Chablis is an appellation within the wine region of Burgundy and is one of the most famous and well-known AOCs in the world. The presence of vineyards on the left bank of the river Serein can be traced back to the Middle Ages with records showing that although it was Romans who introduced vines to Chablis, it was Cistercian Monks who firmly established viticulture in the region.
It is part of a region known as the Chablisien. It groups together 3 appellations including the “Petit Chablis”, Chablis (with the mention “Premier Cru”) and Chablis Grand Cru. The only grape variety authorised for wine production is Chardonnay, the great white grape variety of the Burgundy region.

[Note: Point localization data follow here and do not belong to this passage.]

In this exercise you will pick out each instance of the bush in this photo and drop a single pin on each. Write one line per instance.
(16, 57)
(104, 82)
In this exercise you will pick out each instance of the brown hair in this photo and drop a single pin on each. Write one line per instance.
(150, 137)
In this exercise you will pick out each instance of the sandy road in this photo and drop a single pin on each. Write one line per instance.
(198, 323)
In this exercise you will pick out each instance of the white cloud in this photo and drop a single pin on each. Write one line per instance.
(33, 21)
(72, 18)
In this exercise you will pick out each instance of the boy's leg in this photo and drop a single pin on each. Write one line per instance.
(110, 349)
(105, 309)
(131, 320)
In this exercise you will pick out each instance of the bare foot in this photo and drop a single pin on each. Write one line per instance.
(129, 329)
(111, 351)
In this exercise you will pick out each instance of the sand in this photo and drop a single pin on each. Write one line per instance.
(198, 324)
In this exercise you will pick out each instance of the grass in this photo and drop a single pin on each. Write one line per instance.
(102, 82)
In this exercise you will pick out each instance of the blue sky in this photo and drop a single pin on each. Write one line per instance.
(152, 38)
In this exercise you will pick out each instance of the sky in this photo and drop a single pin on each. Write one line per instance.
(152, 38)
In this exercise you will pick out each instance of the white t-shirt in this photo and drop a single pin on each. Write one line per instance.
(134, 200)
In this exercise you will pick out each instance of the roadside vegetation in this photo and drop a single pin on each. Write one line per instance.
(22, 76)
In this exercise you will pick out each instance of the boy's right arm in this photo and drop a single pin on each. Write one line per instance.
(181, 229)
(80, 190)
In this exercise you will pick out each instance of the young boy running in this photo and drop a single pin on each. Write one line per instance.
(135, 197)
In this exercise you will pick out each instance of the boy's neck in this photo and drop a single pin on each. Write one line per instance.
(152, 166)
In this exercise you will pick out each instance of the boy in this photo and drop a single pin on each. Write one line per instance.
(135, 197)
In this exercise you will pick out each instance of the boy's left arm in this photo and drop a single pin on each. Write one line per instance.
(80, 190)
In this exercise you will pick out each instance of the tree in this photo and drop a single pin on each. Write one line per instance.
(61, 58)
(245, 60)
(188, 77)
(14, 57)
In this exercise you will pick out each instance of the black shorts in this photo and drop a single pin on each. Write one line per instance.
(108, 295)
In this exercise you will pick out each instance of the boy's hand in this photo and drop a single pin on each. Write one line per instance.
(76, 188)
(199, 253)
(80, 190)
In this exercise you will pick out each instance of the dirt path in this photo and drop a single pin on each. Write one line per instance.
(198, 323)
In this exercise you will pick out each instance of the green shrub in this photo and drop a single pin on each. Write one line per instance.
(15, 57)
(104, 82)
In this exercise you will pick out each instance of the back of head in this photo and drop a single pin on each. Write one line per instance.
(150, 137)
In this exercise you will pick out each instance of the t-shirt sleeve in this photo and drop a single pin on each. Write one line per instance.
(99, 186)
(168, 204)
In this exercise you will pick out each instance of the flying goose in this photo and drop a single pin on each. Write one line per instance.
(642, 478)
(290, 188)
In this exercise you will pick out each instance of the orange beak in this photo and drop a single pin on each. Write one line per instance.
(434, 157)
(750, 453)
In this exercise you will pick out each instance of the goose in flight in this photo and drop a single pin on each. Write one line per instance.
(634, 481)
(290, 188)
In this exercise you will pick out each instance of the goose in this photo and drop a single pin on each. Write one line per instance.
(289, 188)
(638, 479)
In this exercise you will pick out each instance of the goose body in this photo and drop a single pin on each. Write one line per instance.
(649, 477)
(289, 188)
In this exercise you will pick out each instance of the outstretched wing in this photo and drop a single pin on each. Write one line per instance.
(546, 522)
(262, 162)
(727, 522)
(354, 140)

The 3 appellations are located 150 kilometers southeast of Paris and north of Burgundy. Petit Chablis AOC is located on cooler and less exposed terroirs. The Chablis AOC is located on the slopes of the tributaries of the river Serein. The Premier Cru and the Grand Cru vines are located on the best slopes with great exposure. Vaudésir, Valmur and Bougros are Grand Cru sites which are famous all over France. The climate is unique, with continental influences.
The wines are fresh with bright acidity. The higher we move up in the hierarchy of appellations, the more balanced and complex the wines tend to be. Chablis often has stone fruit , oyster shell and citrus fruit aromas. The Premier Cru and the Grand Cru wines often offer more robust aromas such as hazelnut, wood and butter. The freshest wines are perfect to open the taste buds during the aperitif. The most complex wines are ideal with a magnificent veal rib or grilled lobster.
The best wines can be kept for up to 10 years or more and should be drunk between 12 and 14 degrees. A small selection of great winemakers can even make wines capable of ageing for longer than 10 years, with unique aromas and impressive length.